THINGS YOU SHOULD KNOW ABOUT KEEPING GUINEA PIGS
Guinea pigs originated in South America but were probably introduced into
Europe soon after the first Spanish explorers returned from that continent in
the 1500s. Even though they came from a tropical area these rodents proved to
be hardy and adapted to temperate climates such as that of Britain. They became
favorite pets in the early part of this century and are also bred as show animals
with a wide variety of coat colors and fur types.
This is not particularly difficult and a large variety of hutches and cages
have been used. Guinea pigs can be kept outside in the summer and a good draught-free
but well ventilated mobile run on the grass is very acceptable as long as there
is also a dry covered area. Pens should be at least 30cm high to avoid escapes
and should be covered with mesh to keep cats out. Indoor cages in the winter
should allow at least 0.2 square meters of floor space per guinea pig. Since
they are social animals guinea pigs can be kept in small to medium groups, but
clearly mating will increase the number of animals so single sex groups are
advisable. Temperatures between 12 and 20°C are ideal. Anything over 27°C will
lead to heatstroke, especially in animals that are overweight or pregnant.

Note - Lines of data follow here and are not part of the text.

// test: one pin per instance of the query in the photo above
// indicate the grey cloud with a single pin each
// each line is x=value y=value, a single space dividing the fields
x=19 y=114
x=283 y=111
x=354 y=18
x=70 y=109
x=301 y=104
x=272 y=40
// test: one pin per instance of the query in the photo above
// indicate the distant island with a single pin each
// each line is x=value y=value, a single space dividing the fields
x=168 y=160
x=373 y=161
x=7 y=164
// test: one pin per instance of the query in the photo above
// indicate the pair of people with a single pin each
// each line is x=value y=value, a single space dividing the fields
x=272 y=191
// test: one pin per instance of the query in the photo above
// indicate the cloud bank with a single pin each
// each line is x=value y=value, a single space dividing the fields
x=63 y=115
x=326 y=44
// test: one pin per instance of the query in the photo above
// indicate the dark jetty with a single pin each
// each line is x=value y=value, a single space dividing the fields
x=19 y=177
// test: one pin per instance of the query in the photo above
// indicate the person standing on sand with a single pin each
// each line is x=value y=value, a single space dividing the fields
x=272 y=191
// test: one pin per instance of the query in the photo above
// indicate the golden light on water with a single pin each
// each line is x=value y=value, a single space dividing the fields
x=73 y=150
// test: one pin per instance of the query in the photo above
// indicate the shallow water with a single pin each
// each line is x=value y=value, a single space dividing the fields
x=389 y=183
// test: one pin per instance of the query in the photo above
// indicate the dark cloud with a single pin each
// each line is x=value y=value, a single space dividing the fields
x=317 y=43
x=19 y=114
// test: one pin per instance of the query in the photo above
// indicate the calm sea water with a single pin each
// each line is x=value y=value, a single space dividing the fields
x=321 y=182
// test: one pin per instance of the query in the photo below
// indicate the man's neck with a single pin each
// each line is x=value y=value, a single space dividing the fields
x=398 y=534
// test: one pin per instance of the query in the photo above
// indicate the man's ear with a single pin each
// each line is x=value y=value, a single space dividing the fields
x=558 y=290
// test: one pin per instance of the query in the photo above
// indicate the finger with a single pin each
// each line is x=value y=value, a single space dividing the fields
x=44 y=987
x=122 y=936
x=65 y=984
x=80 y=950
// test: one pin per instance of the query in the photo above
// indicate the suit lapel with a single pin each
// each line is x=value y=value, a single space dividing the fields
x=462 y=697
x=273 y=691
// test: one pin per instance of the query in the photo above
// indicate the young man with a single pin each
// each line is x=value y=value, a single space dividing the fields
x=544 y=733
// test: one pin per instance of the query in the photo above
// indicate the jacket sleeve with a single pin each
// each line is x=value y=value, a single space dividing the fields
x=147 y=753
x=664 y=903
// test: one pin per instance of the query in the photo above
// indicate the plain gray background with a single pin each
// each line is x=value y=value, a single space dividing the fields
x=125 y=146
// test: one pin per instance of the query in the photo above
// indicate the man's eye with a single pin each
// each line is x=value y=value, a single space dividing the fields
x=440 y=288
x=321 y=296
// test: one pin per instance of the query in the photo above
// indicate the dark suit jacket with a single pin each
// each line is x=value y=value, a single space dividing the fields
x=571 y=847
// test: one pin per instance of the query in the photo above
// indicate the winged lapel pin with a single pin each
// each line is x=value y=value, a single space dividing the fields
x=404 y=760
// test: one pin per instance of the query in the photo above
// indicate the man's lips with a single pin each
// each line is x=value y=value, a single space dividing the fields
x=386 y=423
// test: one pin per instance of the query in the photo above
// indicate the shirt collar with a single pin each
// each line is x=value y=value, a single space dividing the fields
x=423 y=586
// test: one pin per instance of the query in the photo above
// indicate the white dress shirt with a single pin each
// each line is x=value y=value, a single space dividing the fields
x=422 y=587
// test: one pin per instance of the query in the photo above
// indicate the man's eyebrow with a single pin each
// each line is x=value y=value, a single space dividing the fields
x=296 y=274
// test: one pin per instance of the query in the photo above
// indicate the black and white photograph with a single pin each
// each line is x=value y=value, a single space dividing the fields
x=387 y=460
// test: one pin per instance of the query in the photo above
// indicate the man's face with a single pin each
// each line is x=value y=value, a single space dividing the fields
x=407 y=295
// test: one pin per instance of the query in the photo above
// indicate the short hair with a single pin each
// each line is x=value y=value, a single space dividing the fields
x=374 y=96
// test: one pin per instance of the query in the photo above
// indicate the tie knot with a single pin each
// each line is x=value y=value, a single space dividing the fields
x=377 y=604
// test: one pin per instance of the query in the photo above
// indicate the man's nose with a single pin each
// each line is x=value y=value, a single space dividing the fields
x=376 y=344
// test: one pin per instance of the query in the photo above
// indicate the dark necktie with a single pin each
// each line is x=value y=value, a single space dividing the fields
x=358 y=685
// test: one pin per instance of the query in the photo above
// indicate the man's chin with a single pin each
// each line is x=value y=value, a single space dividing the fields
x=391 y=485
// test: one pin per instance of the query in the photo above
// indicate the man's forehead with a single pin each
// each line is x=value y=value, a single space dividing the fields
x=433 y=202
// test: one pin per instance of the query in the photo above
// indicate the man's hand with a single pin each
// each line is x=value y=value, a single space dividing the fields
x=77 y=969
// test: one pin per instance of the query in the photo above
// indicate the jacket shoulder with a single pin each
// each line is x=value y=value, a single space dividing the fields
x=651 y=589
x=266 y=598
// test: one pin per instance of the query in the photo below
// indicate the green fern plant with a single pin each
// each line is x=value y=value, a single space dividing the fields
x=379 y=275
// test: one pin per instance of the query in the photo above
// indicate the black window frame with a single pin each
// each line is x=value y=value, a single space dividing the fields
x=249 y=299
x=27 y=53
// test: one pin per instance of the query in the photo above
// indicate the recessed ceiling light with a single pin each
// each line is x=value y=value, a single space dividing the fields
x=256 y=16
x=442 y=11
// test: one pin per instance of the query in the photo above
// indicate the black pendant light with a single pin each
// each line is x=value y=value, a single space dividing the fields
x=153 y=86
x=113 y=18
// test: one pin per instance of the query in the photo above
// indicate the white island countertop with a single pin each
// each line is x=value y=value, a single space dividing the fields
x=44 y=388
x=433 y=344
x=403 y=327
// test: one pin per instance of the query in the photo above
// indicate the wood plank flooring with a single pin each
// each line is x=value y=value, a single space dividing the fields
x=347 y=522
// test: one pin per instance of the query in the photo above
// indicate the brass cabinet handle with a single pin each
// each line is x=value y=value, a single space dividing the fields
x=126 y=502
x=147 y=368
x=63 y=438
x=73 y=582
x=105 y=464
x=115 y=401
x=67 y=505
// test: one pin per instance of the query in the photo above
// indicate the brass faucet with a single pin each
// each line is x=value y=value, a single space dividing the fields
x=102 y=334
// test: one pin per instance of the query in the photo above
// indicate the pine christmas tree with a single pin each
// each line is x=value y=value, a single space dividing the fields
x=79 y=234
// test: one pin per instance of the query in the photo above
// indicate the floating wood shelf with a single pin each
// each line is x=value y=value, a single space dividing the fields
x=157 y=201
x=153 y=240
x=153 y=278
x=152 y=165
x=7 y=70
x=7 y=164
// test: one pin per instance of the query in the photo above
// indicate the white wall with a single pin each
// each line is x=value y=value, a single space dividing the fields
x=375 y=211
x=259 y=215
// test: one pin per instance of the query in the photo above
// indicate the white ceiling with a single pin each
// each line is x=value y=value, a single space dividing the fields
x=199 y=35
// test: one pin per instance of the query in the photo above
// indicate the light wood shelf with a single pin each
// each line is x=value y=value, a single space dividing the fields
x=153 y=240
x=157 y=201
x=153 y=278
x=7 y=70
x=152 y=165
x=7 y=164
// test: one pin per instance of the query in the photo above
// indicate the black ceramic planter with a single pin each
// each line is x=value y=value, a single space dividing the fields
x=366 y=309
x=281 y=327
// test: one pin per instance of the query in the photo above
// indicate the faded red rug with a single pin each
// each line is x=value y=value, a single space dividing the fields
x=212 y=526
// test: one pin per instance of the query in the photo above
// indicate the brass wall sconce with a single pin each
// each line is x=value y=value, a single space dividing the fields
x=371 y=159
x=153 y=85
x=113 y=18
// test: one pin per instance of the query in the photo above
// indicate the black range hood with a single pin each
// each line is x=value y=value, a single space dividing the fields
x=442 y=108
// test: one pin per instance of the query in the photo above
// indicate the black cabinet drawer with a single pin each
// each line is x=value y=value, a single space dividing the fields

Guinea pigs are one of a group of rodents called the hystricomorphs with an
unusual reproductive physiology and breeding strategy.
Guinea pigs mature at around 3 months but should not be used for breeding
for another three months. After about eight months of age the female guinea
pig's pelvic bones become more tightly fused and if she has not had a litter
by that time, producing young can be more of a problem. You might ask why that
is a problem since animals of most species can delay giving birth until they
are older. The difference with the guinea pig is that she gives birth not to
a large litter of tiny immature young (as the rat or mouse does), but to between
two and four fully developed well furred offspring. The average gestation period
is 63 days. These large babies have a hard time getting through the pelvic canal
unless the mother's pelvic bones are relatively immature and malleable. These
large offspring predispose the mother to pregnancy toxemia. This is a metabolic
disorder resulting in low blood calcium and high blood pressure. It manifests
as loss of appetite in the early stages, deteriorating to muscle twitching and
coma. Prompt veterinary attention can save animals but the problem can be reduced
to a minimum by providing plenty of water and green foods during pregnancy,
as throughout life.
There is a relatively high incidence of dead babies and if the gestation should
continue over 70 days, it is likely that the litter will be born dead. Interestingly
the guinea pig, along with other hystricomorph rodents, starts off with a much
larger set of fetuses in her uterus but many of them die before birth, many
very early on but some late in gestation or even at birth. The reason is unclear
but it may be a mechanism of producing the maximum number of babies for a limited
and varying food supply.
As with many rodents the female guinea pig will be able to mate within a few
hours of giving birth. She should not be allowed to, however, since it is much
better that she has time to replenish her metabolic reserves before becoming
pregnant again. If your guinea pig has a large litter of over three or four
piglets it is worth fostering some off on another sow, since guinea pigs have
only two nipples to suckle their offspring.